Pada Senin (8/7/2024), akun X @CensoredMen mengunggah tangkapan layar yang memperlihatkan Google Review kafe di Hanoi, yaitu Railway Tuan Cafe.
Review yang ditulis oleh pelanggan Israel itu menyebut pemilik restoran langsung mengusirnya setelah menunjukkan stiker Free Palestine yang menempel di kafe.
"Kami duduk dan dia (pemilik restoran) langsung menunjukkan stiker Palestina yang ditempelnya di seluruh kursi kafe dan mengusir kami," tulis pelanggan tersebut.
Saat membalas review tersebut, pemilik restoran menegaskan kafenya menyambut siapa saja yang hendak berkunjung, kecuali pelanggan Israel.

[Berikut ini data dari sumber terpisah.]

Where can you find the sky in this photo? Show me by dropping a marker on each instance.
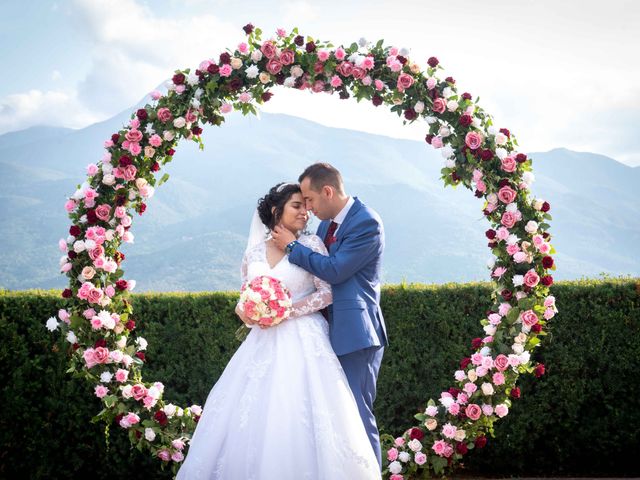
(556, 73)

Bahkan, ia meminta si pelanggan untuk tak bepergian ke mana-mana, termasuk Vietnam, jika tidak bisa menghargai sudut pandang dan politik sebuah negara.
"Kami menyambut semua orang, tetapi Anda berasal dari tempat yang berbeda. Lebih baik kamu tetap duduk di kafe yang lain."
"Ngomong-ngomong, kamu berada di kafeku, negaraku. Jika kamu tidak sependapat dengan sudut pandang dan politik negaraku, lebih baik tetap tinggal di negaramu," balas pemilik restoran.
"Vietnam tidak pernah menerima orang yang tidak sependapat dengan pandangan politik kami," imbuhnya.
Lebih lanjut, pemilik restoran menyebut orang-orang Israel sebagai pembunuh anak.
Ia pun menegaskan kafenya hanya menerima manusia, anjing, atau kucing.
Baca juga: Pemilik Restoran di Vietnam Usir Keluarga Israel: Kami Hanya Menerima Manusia, Anjing, dan Kucing
Di akhir balasannya, si pemilik restoran menuliskan, "Bebaskan Palestine."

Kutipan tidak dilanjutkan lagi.